Place chicken in slow cooker. Add everything except for the cornstarch and water (and optional veggies if using) to the crockpot.
Cover the slow cooker. Cook on low for 6-8 hours or on high for 3-4 hours (or until chicken is tender enough to fall apart). Instant Pot cooking time 20 minutes.
Combine corn starch and water in a small bowl until cornstarch is dissolved. Add to the slow cooker and cook on high for 10 to 15 minutes, or until the sauce has slightly thickened. If using an instant pot, turn the setting on simmer for 5 minutes and continue steps.

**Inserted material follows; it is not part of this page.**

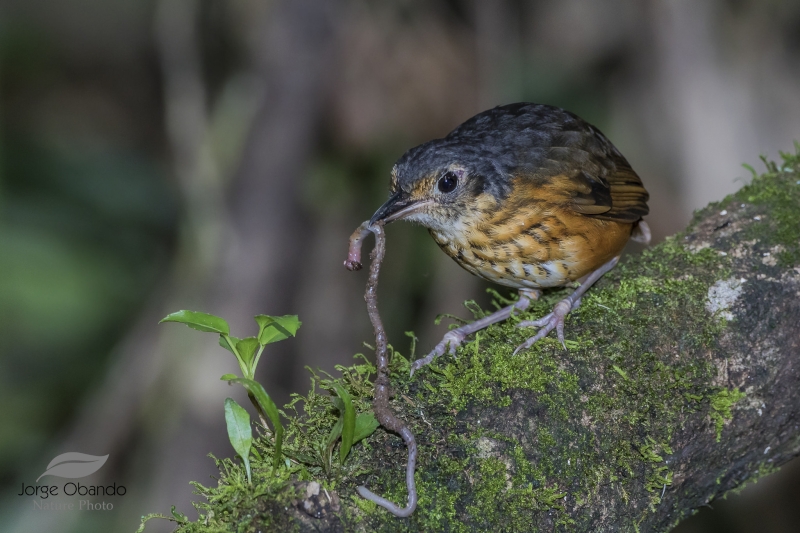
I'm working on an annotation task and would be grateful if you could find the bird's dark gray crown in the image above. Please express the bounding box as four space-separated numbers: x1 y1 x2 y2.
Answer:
391 103 607 200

If desired, add steamed broccoli or veggies of choice to the crockpot in the last few minutes of cooking (I microwaved the bag of frozen broccoli and added it to the crockpot along with the cornstarch mixture). Serve the chicken (and veggies) over cauliflower rice, brown rice, or quinoa if desired (not included in ingredients). Add green onion and sesame seeds if desired!